クロシュが薬剤に浸したブラシをぎゅっと押し当てると、寄生蟲の親玉は驚くべき速度で身を起こした。
「いた、いたい、いたたたたい!」
優しい海龍は、ふたりを振り落とさないように腹だけは動かさずに手足をばたつかせた。
親玉の寄生足が伸びて鞭のようにブラシを叩く。
「活きが良い」
クロシュがさっとブラシを引くと、その手には乗らないとばかりに寄生蟲の親玉は元の位置に足を引っ込めた。
「分かったね、ドクター。この通りさ。狡猾だ。あたしが見た中でも一番の大物だよ」
ラランセラがこちらを伺い、クロシュと目が合うとさっと頭を海につけた。
「大きいの付いたら早めに言いなって釘さしてるのにさ、いっつもこの子らは言わないんだよね。我慢することが大人の証、カッコいい、みたいな気持ちだから」
「ああ、分かります。トゥトゥもそういうことするんですよ」
「ははは! あの子にも可愛いところがある」
クロシュはラランセラの腹の上を歩き、首元まで行った。
文字通り首根っこを押さえてブラシでとんとんと突く。
渋々、ラランセラは海面に顔を出した。
「取らなきゃいけないよ」
「分かってるよう」
「ただし残念なことに、あたしの手にはあまりそうだ。随分と大事に育てたみたいだからね。もちろん、あんたの大好きなドックの手にも余る」
「じゃ、じゃあ、別のところ、行かなきゃだめ? 恥ずかしいよ」
「ひとつだけ方法がある。あんたに勇気があるんなら」
「どんな?」
「トゥトゥを呼ぶんだよ。あの馬鹿力なら何とかなる」
「うえ、こあい。だめ」
「じゃあ別のところへお行き。はじめての龍蟲払にケツの穴をよく見てもらうといい」
「ええん、やだやだやだやーーだあ」
「うるさい海龍だねえ。どうするんだい。あんたが決めなよラランセラ。自分のことだろ」
ラランセラがまた頭を海中に沈ませようとしたので、すかさずクロシュは首を叩いてやめさせた。
熟考させても良いことは無いと知っている。
この海龍ときたら、一度悩み始めたら一年待っても解決しないことなんてざらなのだ。
「ラランセラ! 考えてみなさい。あんたが勇気を出せばね、トゥトゥを腹に乗せた度胸のある海龍だってみんなに自慢できるよ。トゥトゥにでっかい蟲を取らせてやったんだって言いふらせばいいじゃない」
「そ、そう、かなあ」
「そうとも。それにね、あんたのその脳みそのぎゅっと詰まった自慢のおつむで計算してごらんよ。トゥトゥを腹に乗せて仕事させてやった、そんな勇敢な海龍だったら、お
「そ、そう、かも」
髭が天に向かってピンと立つ。
あと一歩。
あと一歩で、この海龍は決断できるだろう。
寄生蟲が多くなったのはどう考えても親玉が呼び寄せたものだろうから、この流れで絶対に取らなければいけない。
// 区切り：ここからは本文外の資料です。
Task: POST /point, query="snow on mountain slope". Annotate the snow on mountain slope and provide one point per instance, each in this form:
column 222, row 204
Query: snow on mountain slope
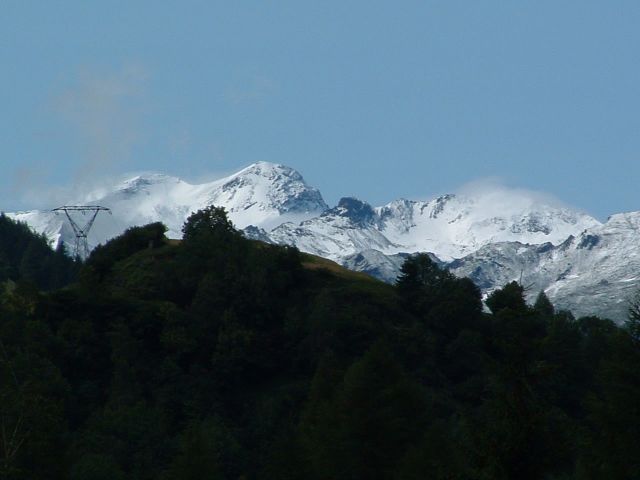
column 263, row 194
column 453, row 226
column 493, row 236
column 597, row 272
column 450, row 226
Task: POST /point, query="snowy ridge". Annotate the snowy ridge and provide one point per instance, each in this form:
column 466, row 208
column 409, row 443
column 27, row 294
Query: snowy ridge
column 493, row 236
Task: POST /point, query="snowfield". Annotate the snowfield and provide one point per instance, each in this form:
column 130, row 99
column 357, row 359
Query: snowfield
column 494, row 236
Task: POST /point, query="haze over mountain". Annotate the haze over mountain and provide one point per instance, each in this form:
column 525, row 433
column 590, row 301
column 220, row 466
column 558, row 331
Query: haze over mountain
column 492, row 235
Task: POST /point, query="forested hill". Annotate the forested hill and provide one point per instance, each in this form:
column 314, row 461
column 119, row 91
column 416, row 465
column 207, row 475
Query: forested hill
column 27, row 256
column 225, row 358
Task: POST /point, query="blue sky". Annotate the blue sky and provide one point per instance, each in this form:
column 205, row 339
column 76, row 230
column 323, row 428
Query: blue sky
column 374, row 99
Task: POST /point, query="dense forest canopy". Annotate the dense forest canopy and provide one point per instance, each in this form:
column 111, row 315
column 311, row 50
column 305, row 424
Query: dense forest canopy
column 223, row 358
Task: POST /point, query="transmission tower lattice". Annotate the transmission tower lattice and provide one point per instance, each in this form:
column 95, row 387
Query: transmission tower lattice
column 81, row 248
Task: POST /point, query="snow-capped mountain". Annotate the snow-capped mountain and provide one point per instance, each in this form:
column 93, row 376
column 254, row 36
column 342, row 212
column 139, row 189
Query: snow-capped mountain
column 263, row 194
column 493, row 236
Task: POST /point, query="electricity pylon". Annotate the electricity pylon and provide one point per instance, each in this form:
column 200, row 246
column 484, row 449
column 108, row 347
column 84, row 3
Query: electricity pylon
column 81, row 248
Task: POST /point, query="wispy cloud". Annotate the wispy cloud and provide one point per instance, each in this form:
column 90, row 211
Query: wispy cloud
column 103, row 112
column 496, row 195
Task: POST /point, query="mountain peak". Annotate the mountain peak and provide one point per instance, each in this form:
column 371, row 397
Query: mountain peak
column 356, row 210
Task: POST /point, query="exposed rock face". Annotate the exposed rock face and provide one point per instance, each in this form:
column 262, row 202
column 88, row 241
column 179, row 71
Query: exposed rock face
column 493, row 237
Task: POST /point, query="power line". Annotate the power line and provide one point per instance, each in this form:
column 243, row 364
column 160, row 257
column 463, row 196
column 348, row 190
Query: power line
column 81, row 248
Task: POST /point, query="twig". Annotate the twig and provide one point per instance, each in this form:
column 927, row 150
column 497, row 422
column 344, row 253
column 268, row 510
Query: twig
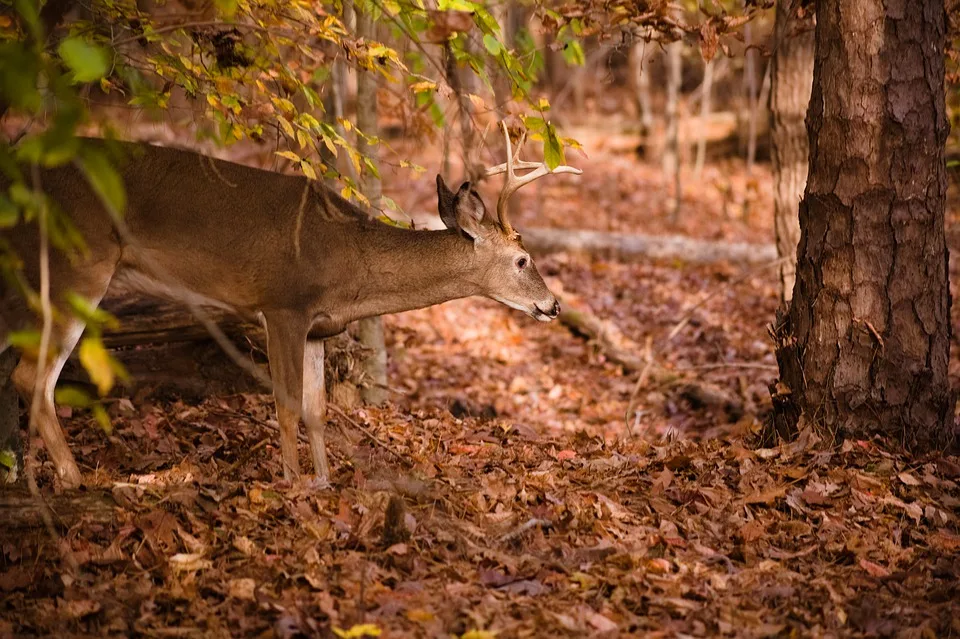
column 203, row 23
column 707, row 367
column 366, row 431
column 246, row 455
column 530, row 524
column 641, row 381
column 690, row 312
恥ずかしがりのラランセラが他の龍蟲払に腹を見せるとも、それ以前に素直に話すとも思えなかった。
おぼつかない足取りでドクターがやってきて、ちらりとクロシュと視線を交わす。
分かっています、とドクターの目が言っていた。
クロシュは信用する。
しゃがみこんだドクターに首筋を撫でられたラランセラはてきめんに機嫌を良くして、髭をふにゃふにゃと宙に泳がせていた。
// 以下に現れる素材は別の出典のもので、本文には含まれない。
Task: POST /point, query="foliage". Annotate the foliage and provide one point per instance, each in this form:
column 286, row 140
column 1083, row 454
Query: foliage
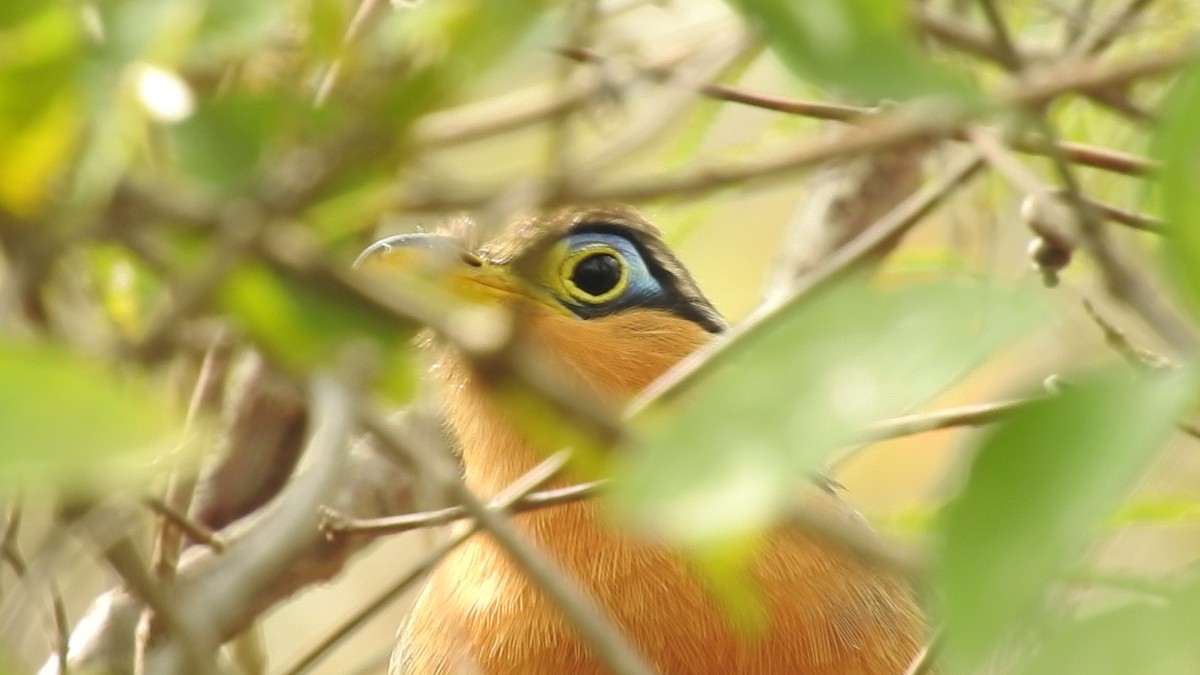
column 183, row 179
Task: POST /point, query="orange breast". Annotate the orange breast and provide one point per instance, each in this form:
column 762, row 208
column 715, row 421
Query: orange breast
column 828, row 614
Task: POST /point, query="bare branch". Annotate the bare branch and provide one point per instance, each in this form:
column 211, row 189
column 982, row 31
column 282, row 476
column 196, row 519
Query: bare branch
column 521, row 488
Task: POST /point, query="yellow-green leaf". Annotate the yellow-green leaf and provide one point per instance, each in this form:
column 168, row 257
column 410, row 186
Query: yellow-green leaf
column 71, row 422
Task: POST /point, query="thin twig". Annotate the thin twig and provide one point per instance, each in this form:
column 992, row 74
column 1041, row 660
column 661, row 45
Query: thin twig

「ねえラランセラ。この情報があなたのプラスになるかは分からないけど、トゥトゥは結構お喋り好きでね、しかも料理だって上手よ。お願いすればみんなで夕ご飯が食べられるんじゃないかな」
「んふ、ふふん。ふっふ。じゃあ、やるよう」
クロシュとドクターは顔を見合わせ、笑って拳をこつんと打ち合わせる。
そして、今まさに首に這い上がらんとしていた不幸な寄生蟲を挟んで、カヌーに投げ落としたのであった。